NOTES FROM THE NYC SPORTS SCENE IN THE WINTERTIME
The online Gelf Magazine organized a very stimulating evening in Greenwich Village on Tues Feb 23. First up was prolific Jon Wertheim of Sports Illustrated discussing his latest book (written with Tufts social psychology prof Sam Sommers), "This Is Your Brain On Sports: The Science of Underdogs, The Value of Rivalry, and What We Can Learn from the T-Shirt Cannon."

Among the tidbits that Wertheim shared was being in a Fenway Park crowd with a Red Sox fan wearing a Manny Ramirez uniform. When Alex Rodriguez came to plate, said fan shouted, "A-Roid, A-Roid!" Our guy is always misunderstood, Their guy is a crook.

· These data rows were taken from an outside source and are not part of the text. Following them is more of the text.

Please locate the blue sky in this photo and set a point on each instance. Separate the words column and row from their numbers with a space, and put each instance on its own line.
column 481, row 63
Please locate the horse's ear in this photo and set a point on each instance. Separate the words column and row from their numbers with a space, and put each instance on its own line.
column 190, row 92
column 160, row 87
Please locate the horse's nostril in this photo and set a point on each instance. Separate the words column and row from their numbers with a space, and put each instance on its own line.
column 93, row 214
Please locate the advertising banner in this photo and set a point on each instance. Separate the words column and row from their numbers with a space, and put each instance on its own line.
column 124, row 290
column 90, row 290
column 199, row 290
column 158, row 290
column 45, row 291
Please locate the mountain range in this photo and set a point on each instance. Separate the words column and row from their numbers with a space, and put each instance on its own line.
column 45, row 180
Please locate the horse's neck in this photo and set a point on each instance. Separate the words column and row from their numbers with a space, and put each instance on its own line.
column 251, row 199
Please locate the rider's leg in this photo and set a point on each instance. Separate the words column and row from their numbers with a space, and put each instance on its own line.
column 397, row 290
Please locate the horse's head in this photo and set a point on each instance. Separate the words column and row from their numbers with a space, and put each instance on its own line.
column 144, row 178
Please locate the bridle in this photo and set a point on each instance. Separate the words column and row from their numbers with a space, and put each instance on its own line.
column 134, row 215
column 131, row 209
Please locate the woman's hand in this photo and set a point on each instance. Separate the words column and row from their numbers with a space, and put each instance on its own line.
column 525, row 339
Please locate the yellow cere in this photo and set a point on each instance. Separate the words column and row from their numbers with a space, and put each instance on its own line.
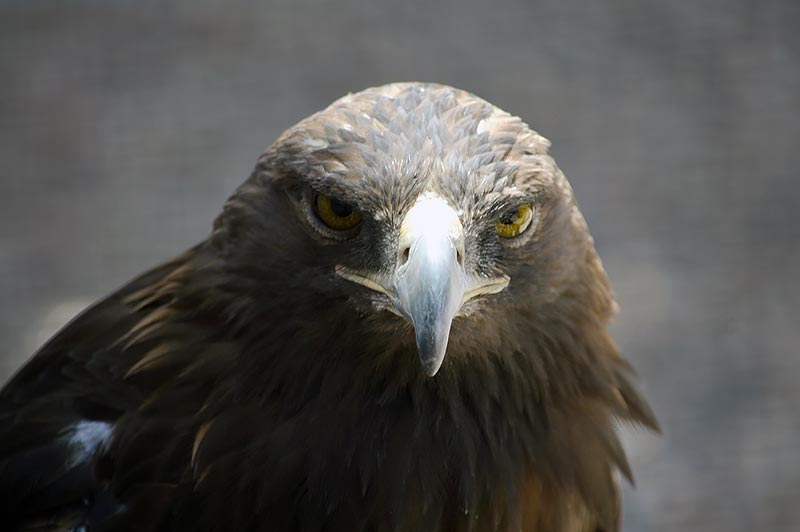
column 335, row 214
column 515, row 223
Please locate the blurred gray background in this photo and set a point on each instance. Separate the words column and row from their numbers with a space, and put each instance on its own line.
column 124, row 125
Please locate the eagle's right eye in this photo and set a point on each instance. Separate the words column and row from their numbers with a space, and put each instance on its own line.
column 335, row 214
column 514, row 222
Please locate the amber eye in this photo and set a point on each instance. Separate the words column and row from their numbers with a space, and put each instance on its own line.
column 335, row 214
column 514, row 222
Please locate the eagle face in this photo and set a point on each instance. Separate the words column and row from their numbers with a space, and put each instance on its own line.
column 397, row 323
column 430, row 212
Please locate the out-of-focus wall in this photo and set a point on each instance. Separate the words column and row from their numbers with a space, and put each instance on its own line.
column 124, row 125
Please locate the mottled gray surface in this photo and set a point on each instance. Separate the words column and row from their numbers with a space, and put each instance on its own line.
column 124, row 125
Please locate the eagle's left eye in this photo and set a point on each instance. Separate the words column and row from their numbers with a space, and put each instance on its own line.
column 336, row 214
column 515, row 222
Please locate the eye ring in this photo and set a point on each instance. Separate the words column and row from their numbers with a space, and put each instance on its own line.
column 515, row 222
column 335, row 214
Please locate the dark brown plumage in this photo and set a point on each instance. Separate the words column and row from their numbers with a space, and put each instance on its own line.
column 290, row 373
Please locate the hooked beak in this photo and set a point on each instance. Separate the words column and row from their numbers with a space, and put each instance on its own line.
column 430, row 283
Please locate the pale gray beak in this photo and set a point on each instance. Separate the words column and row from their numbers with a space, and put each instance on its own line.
column 430, row 283
column 429, row 290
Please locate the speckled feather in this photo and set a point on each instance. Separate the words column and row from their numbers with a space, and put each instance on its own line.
column 243, row 386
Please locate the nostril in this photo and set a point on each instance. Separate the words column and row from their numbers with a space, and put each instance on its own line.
column 404, row 255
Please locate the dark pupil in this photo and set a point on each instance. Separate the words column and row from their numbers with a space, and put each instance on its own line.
column 509, row 217
column 342, row 210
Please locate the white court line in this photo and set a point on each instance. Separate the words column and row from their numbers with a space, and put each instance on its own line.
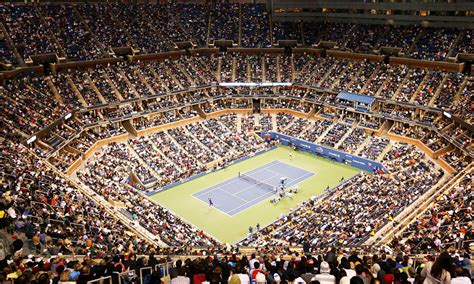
column 264, row 199
column 293, row 166
column 216, row 186
column 266, row 167
column 232, row 180
column 213, row 207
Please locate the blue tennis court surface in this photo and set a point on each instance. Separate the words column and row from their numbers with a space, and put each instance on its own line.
column 237, row 194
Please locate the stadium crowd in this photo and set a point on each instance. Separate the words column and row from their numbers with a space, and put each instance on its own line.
column 48, row 211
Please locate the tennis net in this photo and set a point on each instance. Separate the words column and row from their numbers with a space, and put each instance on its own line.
column 257, row 182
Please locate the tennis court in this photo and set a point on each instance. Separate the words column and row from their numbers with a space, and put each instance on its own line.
column 237, row 194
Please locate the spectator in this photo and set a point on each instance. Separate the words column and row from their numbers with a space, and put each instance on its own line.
column 438, row 271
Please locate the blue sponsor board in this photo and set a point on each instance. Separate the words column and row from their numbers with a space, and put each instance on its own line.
column 342, row 157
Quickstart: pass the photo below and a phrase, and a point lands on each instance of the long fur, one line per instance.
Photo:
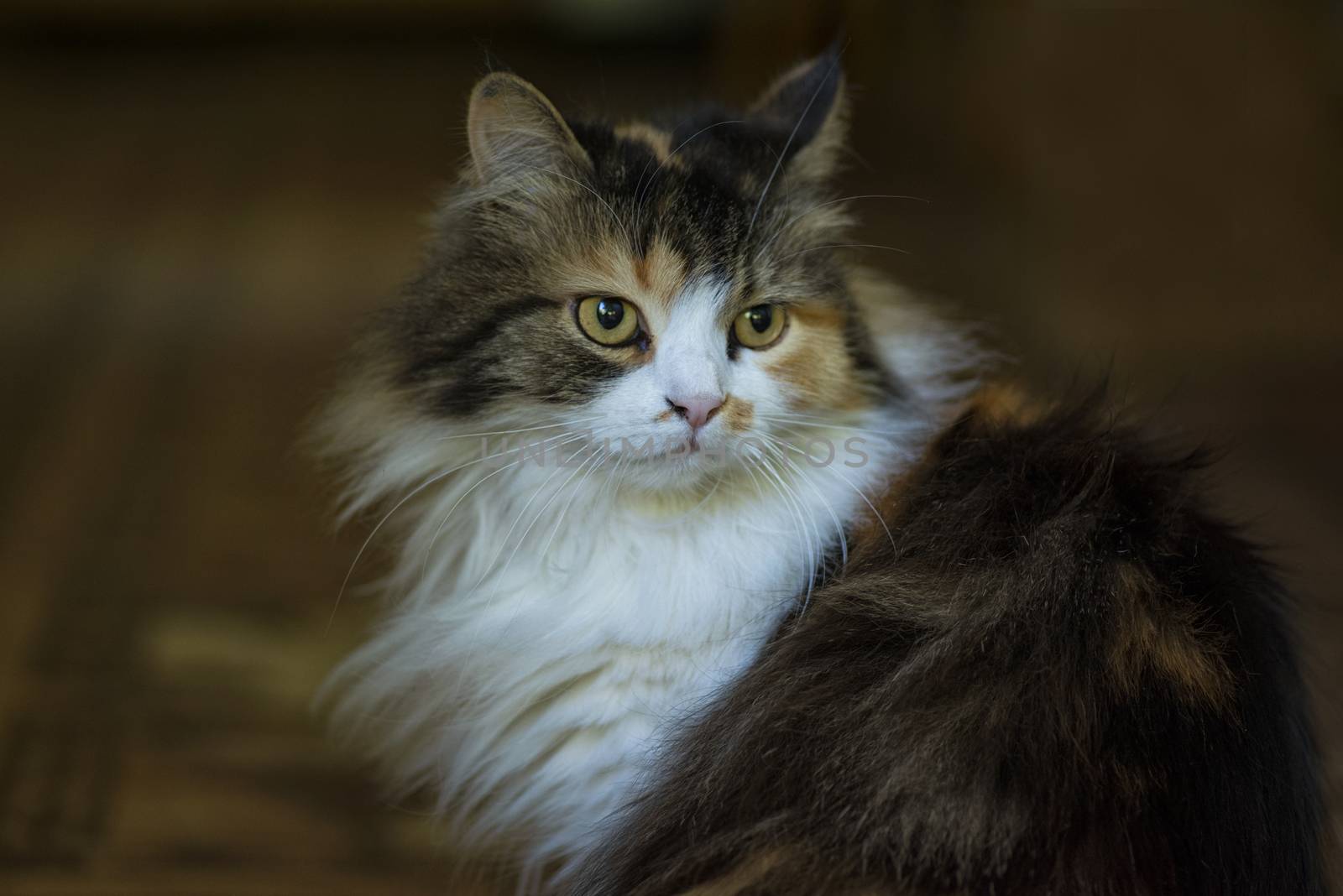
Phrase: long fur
(1061, 676)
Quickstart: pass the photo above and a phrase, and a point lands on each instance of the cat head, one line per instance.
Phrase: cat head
(671, 287)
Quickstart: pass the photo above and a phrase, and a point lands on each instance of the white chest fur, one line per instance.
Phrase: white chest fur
(557, 628)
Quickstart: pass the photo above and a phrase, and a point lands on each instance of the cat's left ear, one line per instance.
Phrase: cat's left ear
(807, 112)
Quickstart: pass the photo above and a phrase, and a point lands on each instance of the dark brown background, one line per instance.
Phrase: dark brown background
(199, 203)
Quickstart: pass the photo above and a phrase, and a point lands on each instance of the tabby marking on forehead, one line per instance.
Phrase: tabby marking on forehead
(814, 360)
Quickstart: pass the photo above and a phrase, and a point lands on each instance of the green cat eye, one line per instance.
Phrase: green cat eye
(759, 326)
(608, 320)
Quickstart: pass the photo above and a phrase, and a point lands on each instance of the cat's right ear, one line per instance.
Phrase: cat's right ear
(514, 129)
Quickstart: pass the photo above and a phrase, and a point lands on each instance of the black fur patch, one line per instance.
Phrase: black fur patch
(1058, 675)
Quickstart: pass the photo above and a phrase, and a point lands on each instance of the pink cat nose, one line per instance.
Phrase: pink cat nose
(696, 409)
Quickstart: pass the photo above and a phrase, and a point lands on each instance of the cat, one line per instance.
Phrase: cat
(716, 570)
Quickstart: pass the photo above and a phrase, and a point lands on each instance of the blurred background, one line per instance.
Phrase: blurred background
(199, 203)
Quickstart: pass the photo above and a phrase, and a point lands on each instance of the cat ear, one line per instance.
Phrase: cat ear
(514, 128)
(807, 103)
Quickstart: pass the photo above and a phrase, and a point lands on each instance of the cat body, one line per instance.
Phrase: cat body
(711, 576)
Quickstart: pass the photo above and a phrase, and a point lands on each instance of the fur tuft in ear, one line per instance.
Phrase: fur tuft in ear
(806, 109)
(515, 129)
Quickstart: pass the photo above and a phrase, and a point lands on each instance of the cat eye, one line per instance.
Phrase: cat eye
(608, 320)
(759, 326)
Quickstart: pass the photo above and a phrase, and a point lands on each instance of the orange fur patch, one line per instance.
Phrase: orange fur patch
(1006, 403)
(1163, 640)
(813, 358)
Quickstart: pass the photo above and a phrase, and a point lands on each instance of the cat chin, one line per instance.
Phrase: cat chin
(680, 470)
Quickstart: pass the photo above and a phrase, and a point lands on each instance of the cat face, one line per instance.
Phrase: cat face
(671, 290)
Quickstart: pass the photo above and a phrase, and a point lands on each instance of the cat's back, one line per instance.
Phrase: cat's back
(1049, 669)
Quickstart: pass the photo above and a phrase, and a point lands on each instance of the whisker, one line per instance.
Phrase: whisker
(429, 549)
(844, 542)
(387, 517)
(789, 143)
(785, 227)
(843, 425)
(508, 432)
(645, 188)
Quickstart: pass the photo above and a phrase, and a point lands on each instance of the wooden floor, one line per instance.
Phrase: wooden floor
(188, 240)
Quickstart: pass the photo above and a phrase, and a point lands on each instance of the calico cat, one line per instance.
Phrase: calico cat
(762, 598)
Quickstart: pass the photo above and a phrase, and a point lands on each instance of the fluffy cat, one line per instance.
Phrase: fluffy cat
(766, 604)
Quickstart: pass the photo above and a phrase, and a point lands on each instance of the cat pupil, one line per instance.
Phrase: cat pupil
(610, 313)
(760, 318)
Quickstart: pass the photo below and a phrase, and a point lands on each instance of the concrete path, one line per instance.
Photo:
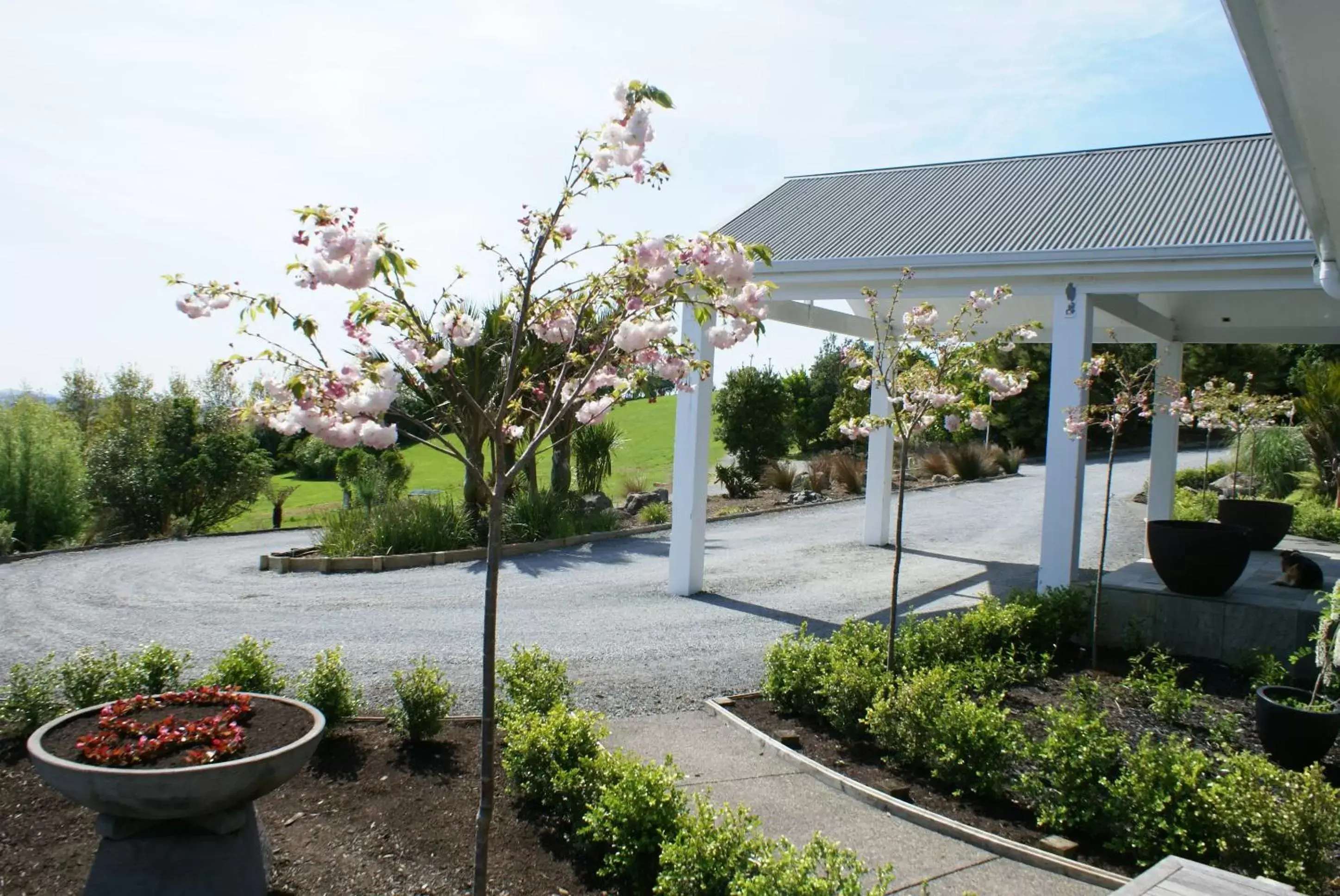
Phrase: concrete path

ESPN producer Justine Gubar has penned another crisp sounding title, "Fanaticus: Mischief and Madness in the Modern Sports Fan." Among the adventures this intrepid reporter engaged in was going to Columbus, Ohio during the scandals that cost head football coach Jim Tressel his job. She was pilloried on-line but bravely met her accusers.

Last and certainly not least at the Gelf evening was the very witty Jason Gay of the Wall Street Journal who talked about his first book "Little Victories: Perfect Rules for Imperfect Living." He confided that his original title was "Remember Your Pants," his one advice to the Little League team he was coaching.

Gay rightly considers "psychotic parents" the biggest scourge in sports - those misguided folks who heap their unfulfilled dreams upon their children and will fight umpires and other parents to meet their warped goals.

A final tip of my cap to my two alma maters' basketball teams - the Columbia Lions at 8-2 in the Ivy League going into the last four games of the season. If we beat Princeton Fri night Feb 26, Penn the next night and Brown and Yale the first weekend in March, the worse Columbia can do is tie for the title. Tall order indeed because Yale is 9-1 and Princeton 8-1 but nice to be in the hunt for first time in decades.

And how about my Wisconsin Badgers who have won 9 of 10 in Big Ten play after losing a lot of early season games and their legendary coach Bo Ryan to retirement. His handpicked successor Greg Gard has brought back Ryan's formidable "Swing" offense with its excellent spacing on the court.

Looks like Wisconsin will have a chance, albeit a long shot, to compete in March Madness and harbor dreams of a third straight entry into the Final Four.

That's all for now - always remember: Take it easy but take it.